ジャンダルムの上に立ったとき、私の口から例の言葉が自然とこぼれ落ちた。
そう、シャルル•ド•ゴール空港でミポリンこと中山美穂に一目ぼれした辻仁成がその後の対面時に言ったというあの…

「「やっと会えたね」」

もちろんジャンダルムは何も答えない。
私の中で否応なく、夏が加速するのを感じた…。

■アクティビティ日:2025年8月30日~8月31日

1.そして10年が経った…

15歳の夏だった。初めて”そいつ”を見たのは。

親父に連れられ半泣きで大キレットに向かう道中、北穂高岳から振り返ると”そいつ”はその禍々しい姿を私の脳裏に焼き付けた。


10年前の涸沢カール。山は変わらない、変わったのは私。

「キミが強い登山家になるまで、キミはずっとボクに生かされているんだよ♠」
その険しい山塊は私にそう告げているようにさえ見えた。
迫力、威圧感、恐怖を覚えるとともに”そいつ”に登ってみたいと胸が躍った。

そして、10年の歳月が流れ”そいつ”へ挑戦するチャンスが訪れる。
国内最難関登山道、誰もが一度はあこがれを抱く…”ジャンダルム”にだ。

2.あたしゃプリンを食べんの!

7月某日の昼休憩中、物語は再び動き出す。

私はいつも通り大好きなプリンに舌鼓を打っていたそんな時、背後から聞き覚えのある声が。

「ヒラタケ、お前も山に行かないか?」

振り返ると、声の主は「山岳ハラスメンター上弦の三 岡嶋」の姿が。
5月に私が屋久島男塾山行をするハメになったのもこの鬼の一声が始まりだった。


山岳ハラスメンターズの一人、岡嶋氏(右)。

この人からは何度か遊びの誘いを受けたことがあるのだが、どれも私にとっては危険かつハイレベルだったため、仮病やありもしない予定があると嘘をついてうまいこと逃げてきた。
何より、私は今大好きなプリンを楽しんでいるのだ。

いつも通り「ハハハ…ソッスネー…」とスルーを決め込むも、その声むなしくハラスメンターの耳には届かず次々と厳しめな提案が降ってくる。
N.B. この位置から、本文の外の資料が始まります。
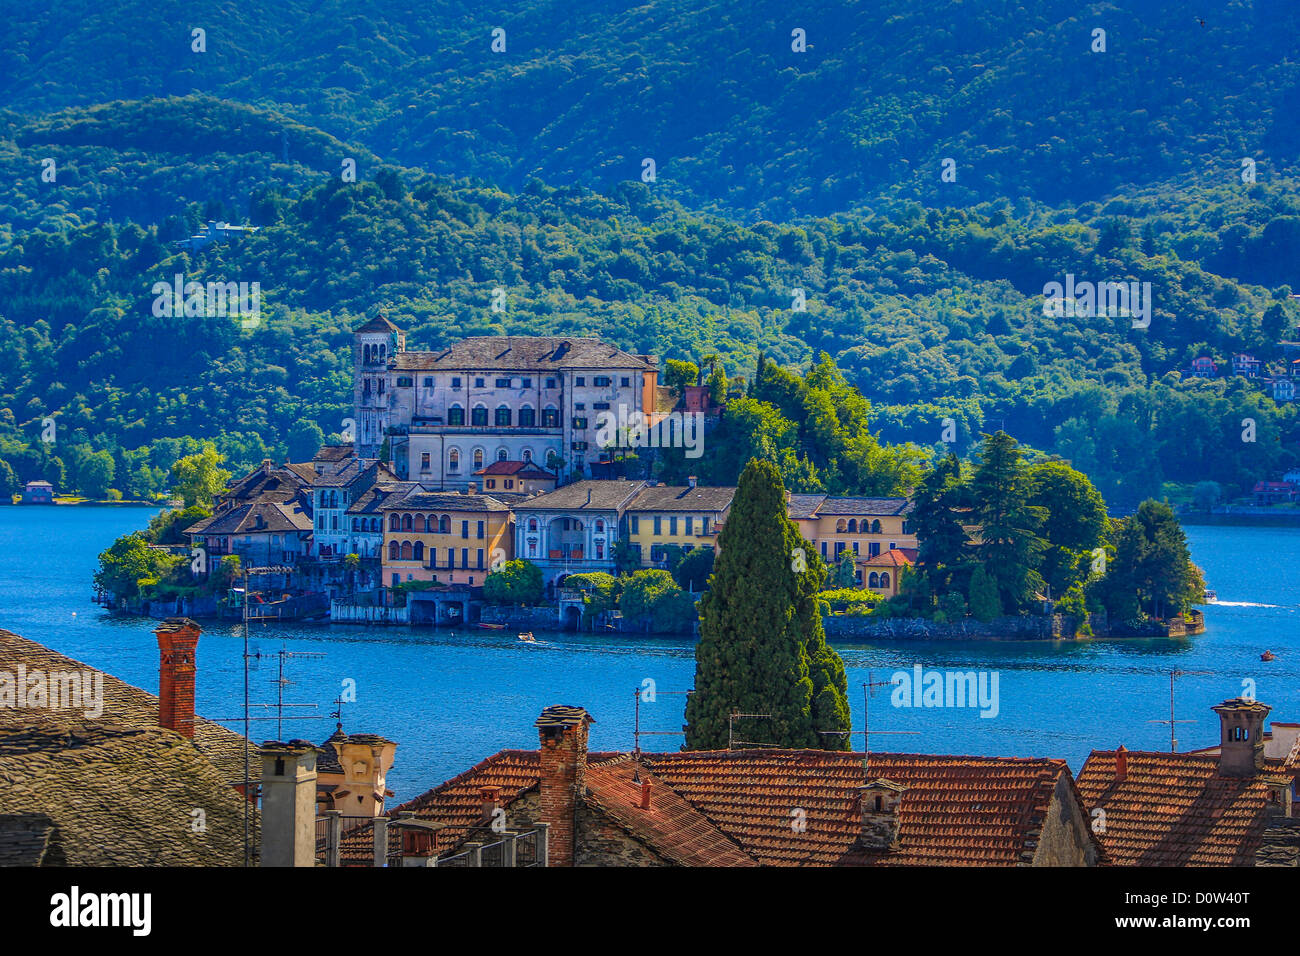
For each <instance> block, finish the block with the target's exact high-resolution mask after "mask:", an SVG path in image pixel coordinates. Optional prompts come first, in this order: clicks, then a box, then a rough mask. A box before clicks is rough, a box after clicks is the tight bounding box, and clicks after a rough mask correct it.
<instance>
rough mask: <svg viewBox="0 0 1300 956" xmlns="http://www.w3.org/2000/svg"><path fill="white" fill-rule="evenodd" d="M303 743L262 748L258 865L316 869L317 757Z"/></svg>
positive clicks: (315, 754) (266, 745)
mask: <svg viewBox="0 0 1300 956" xmlns="http://www.w3.org/2000/svg"><path fill="white" fill-rule="evenodd" d="M317 753H320V750H317V749H316V748H315V747H312V745H311V744H309V743H307V741H305V740H292V741H290V743H287V744H283V743H279V741H278V740H268V741H266V743H265V744H263V745H261V865H263V866H315V865H316V754H317Z"/></svg>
岡嶋「例えば、〇〇岳周回とか〇〇三山ピストンとか〜…」

平田「ナルホドッスネー…(知らん知らんそんな山!あたしゃ昼休憩はプリン食べて昼寝するって決めてんの!)」

岡嶋「〇〇沢とか、ジャンダルムとか…あーいっそキャンプとかでも!」

平田「ん?」

プリンを食べる私の手が止まった。

平田「今…今なんと?」

岡嶋「いっそキャンプとかでも…」

平田「その前!」

岡嶋「ジャンダルム?」

ピカピカピカドッカ――ン!

プリンを食べていたスプーンは床に落ち、10年前の真っ赤な夏の衝撃が突如脳内で再生される。
点と点が線で繋がった。アハ体験とはこのことだろう。

平田「いぎたいっ!…!私も一緒にジャンダルムへ連れてって!」
見たことはないが某海賊アニメの有名セリフが口からこぼれていたことは言うまでもない。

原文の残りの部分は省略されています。